In order to compile a DTD for reuse, one can capture the value of #current-dtd during one parse and store it in any shelf of type dtd. The built-in shelves sgml-dtds and xml-dtds can serve this purpose.

     do sgml-parse document scan file "input-with-dtd-1.sgml"
        put #suppress #content
        set new sgml-dtds{"dtd-1"} to #current-dtd
     done

The same effect can be achieved by specifying the creating clause of the do sgml-parse or do xml-parse action. The parser will terminate at the end of the SGML document prolog, create a compiled DTD, and store it in the specified keyed item of the sgml-dtds or xml-dtds shelf.

     do sgml-parse document creating sgml-dtds{"dtd-1"} scan file "input-with-dtd-1.sgml"
        put #suppress #content
     done

Using a compiled DTD

Once a compiled DTD is obtained, it can be assigned to #current-dtd in another parse, where it will be used to parse and validate its input. The input document does not need to contain any DTD itself; if it does it will be parsed but not used for instance validation.

     do sgml-parse document scan file "instance-of-dtd-1.sgml"
        set #current-dtd to sgml-dtds{"dtd-1"}
        output "%c"
     done

The clauses with sgml-dtds and with xml-dtds of the do sgml-parse and do xml-parse actions, respectively, can be used for the same purpose.

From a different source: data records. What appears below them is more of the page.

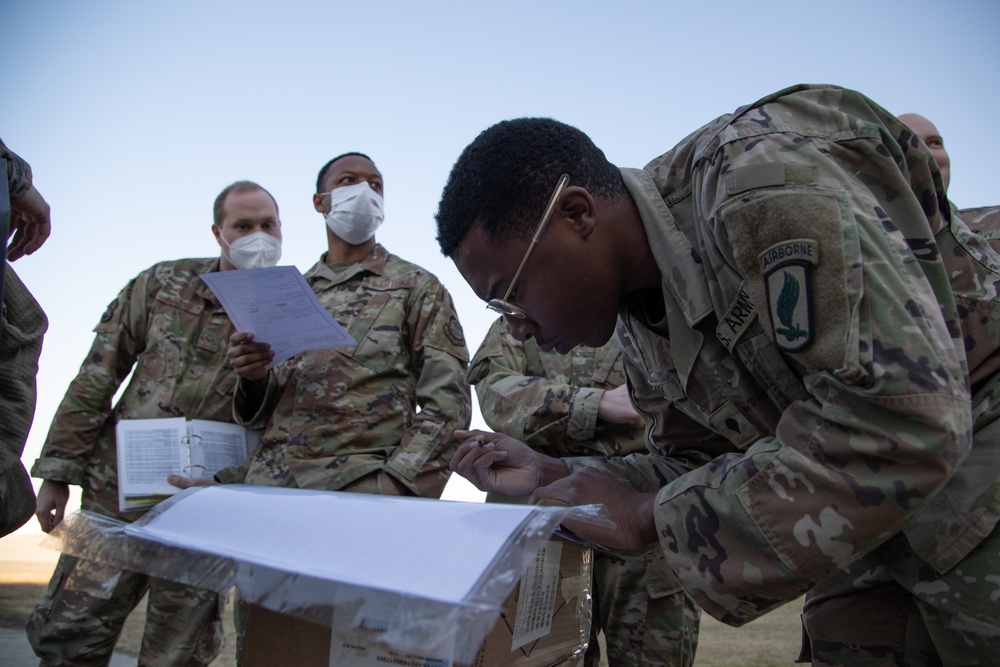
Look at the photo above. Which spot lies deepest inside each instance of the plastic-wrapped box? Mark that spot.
(412, 577)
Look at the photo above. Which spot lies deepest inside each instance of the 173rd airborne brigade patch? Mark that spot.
(787, 270)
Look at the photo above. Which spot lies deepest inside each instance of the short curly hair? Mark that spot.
(322, 172)
(503, 178)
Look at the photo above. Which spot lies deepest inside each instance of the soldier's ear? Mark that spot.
(577, 208)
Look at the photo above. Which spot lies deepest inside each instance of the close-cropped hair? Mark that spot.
(238, 186)
(504, 177)
(326, 167)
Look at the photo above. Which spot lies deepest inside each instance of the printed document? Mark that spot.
(279, 308)
(151, 449)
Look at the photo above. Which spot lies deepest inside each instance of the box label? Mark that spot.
(537, 596)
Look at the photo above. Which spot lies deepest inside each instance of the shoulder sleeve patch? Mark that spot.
(110, 312)
(453, 331)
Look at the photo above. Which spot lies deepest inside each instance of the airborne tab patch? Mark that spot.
(787, 269)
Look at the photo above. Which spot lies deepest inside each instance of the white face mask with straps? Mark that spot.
(253, 251)
(356, 211)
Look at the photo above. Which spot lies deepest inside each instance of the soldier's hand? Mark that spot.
(616, 407)
(249, 359)
(497, 463)
(50, 507)
(30, 224)
(183, 482)
(631, 510)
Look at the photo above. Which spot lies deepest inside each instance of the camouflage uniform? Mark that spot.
(550, 402)
(985, 221)
(22, 326)
(828, 337)
(169, 326)
(346, 419)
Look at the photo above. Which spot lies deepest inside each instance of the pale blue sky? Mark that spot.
(134, 115)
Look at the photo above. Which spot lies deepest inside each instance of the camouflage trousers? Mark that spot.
(646, 617)
(79, 619)
(892, 608)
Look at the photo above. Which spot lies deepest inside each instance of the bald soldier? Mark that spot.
(812, 338)
(982, 219)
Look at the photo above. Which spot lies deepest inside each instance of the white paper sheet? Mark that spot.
(434, 549)
(279, 308)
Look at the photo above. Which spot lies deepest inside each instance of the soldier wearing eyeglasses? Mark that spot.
(812, 338)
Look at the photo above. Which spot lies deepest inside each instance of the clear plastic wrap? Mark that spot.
(432, 585)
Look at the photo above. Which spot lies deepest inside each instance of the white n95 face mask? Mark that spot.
(355, 212)
(254, 251)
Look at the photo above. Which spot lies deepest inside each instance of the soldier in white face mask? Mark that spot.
(247, 228)
(169, 327)
(377, 417)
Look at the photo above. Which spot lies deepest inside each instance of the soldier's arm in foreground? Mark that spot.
(86, 408)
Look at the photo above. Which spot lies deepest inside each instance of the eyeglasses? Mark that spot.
(502, 306)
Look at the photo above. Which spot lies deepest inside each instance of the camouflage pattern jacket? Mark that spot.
(550, 400)
(347, 419)
(168, 325)
(985, 221)
(18, 172)
(826, 334)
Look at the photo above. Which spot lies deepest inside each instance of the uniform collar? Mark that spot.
(671, 249)
(373, 263)
(201, 287)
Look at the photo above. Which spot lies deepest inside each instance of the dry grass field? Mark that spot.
(772, 641)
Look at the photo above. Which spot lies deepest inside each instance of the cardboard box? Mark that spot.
(544, 621)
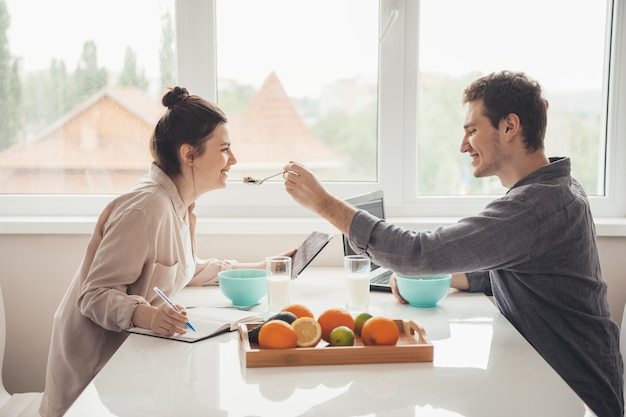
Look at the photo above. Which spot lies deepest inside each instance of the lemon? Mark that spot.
(341, 336)
(359, 321)
(308, 331)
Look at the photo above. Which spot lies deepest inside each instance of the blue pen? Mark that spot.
(167, 300)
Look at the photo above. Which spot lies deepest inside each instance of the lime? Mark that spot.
(359, 321)
(341, 336)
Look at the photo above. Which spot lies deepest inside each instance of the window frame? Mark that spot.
(397, 173)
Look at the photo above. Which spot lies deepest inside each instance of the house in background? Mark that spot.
(102, 147)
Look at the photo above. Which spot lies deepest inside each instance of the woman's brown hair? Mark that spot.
(188, 120)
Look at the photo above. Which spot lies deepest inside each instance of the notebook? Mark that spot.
(208, 322)
(372, 203)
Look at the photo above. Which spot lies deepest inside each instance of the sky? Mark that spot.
(478, 35)
(41, 30)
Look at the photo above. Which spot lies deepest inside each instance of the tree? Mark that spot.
(10, 92)
(131, 76)
(167, 55)
(88, 78)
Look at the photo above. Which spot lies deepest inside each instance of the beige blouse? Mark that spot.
(137, 244)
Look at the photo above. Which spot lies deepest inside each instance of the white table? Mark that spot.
(482, 367)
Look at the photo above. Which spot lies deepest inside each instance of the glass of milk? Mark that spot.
(357, 278)
(278, 278)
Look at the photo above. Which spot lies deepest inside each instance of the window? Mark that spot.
(376, 90)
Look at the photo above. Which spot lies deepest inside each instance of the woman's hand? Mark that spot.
(394, 289)
(167, 321)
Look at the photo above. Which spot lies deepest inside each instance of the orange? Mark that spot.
(341, 336)
(277, 334)
(308, 331)
(334, 317)
(359, 321)
(299, 310)
(380, 331)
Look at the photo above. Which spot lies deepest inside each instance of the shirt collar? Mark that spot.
(159, 176)
(558, 167)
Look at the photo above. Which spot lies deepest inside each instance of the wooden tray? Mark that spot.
(412, 346)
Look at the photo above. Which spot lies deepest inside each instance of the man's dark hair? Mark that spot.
(509, 92)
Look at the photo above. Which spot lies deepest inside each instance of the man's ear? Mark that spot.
(511, 125)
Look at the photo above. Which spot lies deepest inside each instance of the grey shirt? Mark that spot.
(535, 249)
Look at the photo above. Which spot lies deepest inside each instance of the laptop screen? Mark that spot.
(373, 204)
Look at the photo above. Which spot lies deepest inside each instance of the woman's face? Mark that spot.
(210, 169)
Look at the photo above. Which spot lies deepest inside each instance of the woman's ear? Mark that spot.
(186, 154)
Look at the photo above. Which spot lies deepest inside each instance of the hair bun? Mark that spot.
(174, 96)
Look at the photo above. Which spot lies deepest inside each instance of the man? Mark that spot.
(534, 248)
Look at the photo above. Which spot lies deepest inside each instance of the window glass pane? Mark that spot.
(80, 89)
(559, 44)
(298, 80)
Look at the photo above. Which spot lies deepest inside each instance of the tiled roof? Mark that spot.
(109, 136)
(271, 131)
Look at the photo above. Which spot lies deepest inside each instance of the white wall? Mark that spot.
(36, 270)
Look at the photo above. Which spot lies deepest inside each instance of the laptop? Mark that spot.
(372, 203)
(308, 250)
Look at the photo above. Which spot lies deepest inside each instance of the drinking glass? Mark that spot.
(357, 278)
(278, 279)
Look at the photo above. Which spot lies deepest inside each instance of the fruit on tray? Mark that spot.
(286, 316)
(296, 326)
(380, 331)
(341, 336)
(308, 331)
(299, 310)
(277, 334)
(334, 317)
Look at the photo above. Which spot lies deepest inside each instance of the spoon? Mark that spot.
(250, 180)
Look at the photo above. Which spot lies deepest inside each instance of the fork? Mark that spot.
(250, 180)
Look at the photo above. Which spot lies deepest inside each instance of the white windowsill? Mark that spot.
(30, 225)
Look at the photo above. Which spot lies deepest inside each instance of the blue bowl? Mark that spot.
(423, 291)
(244, 287)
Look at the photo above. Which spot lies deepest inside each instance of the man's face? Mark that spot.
(482, 141)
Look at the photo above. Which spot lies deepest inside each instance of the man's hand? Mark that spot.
(394, 289)
(307, 191)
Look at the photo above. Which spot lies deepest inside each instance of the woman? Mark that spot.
(144, 238)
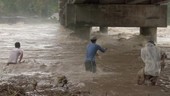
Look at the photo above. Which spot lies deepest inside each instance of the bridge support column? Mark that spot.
(149, 32)
(82, 32)
(103, 29)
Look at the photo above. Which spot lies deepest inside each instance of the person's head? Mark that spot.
(93, 39)
(152, 42)
(17, 45)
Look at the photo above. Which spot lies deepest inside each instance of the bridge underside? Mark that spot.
(146, 14)
(116, 15)
(119, 1)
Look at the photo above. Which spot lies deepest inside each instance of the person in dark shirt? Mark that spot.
(91, 52)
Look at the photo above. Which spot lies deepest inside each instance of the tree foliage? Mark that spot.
(28, 7)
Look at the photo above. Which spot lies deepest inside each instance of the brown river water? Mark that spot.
(51, 51)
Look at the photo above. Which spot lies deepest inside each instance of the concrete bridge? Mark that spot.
(81, 15)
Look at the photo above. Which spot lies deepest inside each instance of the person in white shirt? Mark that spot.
(16, 55)
(154, 58)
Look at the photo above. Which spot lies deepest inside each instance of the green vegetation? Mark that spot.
(28, 7)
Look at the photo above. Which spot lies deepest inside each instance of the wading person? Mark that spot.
(91, 52)
(16, 55)
(153, 58)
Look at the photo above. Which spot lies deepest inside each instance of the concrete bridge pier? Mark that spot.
(149, 32)
(103, 29)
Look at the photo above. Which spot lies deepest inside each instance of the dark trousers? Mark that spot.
(90, 66)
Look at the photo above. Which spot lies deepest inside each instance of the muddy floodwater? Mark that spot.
(51, 51)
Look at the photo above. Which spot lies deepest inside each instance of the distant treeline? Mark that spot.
(28, 7)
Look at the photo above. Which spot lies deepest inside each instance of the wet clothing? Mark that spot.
(14, 55)
(151, 56)
(90, 66)
(91, 52)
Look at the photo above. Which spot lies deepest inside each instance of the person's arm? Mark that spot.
(102, 49)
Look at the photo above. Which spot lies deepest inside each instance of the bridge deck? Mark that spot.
(120, 1)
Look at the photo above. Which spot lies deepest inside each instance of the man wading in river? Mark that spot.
(153, 58)
(16, 55)
(91, 52)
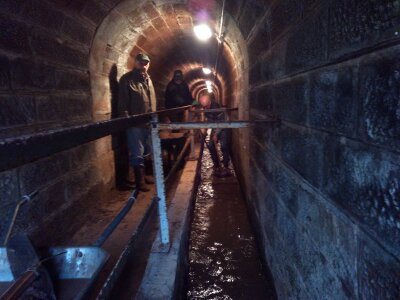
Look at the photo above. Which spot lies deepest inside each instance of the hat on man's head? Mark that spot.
(178, 75)
(142, 57)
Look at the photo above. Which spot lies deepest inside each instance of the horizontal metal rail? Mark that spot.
(117, 220)
(24, 199)
(21, 150)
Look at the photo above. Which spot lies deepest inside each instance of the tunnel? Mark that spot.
(318, 168)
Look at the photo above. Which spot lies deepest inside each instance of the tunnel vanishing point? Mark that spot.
(322, 186)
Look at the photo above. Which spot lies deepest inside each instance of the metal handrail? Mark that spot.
(15, 152)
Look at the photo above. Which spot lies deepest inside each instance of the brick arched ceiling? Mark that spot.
(165, 32)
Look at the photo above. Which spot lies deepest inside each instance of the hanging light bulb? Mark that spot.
(202, 31)
(207, 71)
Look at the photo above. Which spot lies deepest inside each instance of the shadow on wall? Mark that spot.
(119, 146)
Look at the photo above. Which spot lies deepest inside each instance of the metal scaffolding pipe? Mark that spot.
(202, 125)
(117, 220)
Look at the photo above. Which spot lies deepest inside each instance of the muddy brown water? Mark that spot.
(224, 262)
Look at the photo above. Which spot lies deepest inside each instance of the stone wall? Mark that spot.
(323, 186)
(44, 84)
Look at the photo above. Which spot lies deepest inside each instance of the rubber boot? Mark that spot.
(139, 179)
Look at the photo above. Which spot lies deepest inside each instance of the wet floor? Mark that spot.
(224, 262)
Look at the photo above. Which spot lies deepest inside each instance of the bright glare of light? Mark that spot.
(207, 71)
(202, 31)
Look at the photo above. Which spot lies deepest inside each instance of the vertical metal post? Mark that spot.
(160, 186)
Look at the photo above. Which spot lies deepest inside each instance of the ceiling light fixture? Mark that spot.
(202, 31)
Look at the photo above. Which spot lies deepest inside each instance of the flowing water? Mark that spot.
(224, 262)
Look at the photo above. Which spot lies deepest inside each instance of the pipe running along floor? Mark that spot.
(224, 262)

Selecting the appropriate compiled DTD

The DTD to which a document instance conforms is not always known in advance. When processing a collection of documents of diverse types, it may be necessary to assign #current-dtd to each document after its parsing has started. This is only allowed up to the point when the dtd-end is reached, or until the end of an active document-type-declaration rule. The following example rule selects the appropriate DTD for each input document at the moment it is referenced, based on its system identifier. The first time a DTD is encountered, it will be compiled and stored. On each subsequent reference to the same DTD, it will be reused.

  external-text-entity #dtd when entity is system
     do when sgml-dtds has key "%eq"
        set #current-dtd to sgml-dtds{"%eq"}
        output "<!element %g(#doctype) - o empty>"  ; a dummy DTD that will be ignored
  
     else
        set new sgml-dtds{"%eq"} to sgml-dtd cast #current-dtd
        output file "%eq"
     done

The rule above emits the sole <!element %g(#doctype) declaration in order to satisfy the SGML parser which requires a valid DTD. Since this DTD will be replaced by the one assigned to #current-dtd, its content doesn't matter as long as it's valid and declares an element whose name matches #doctype.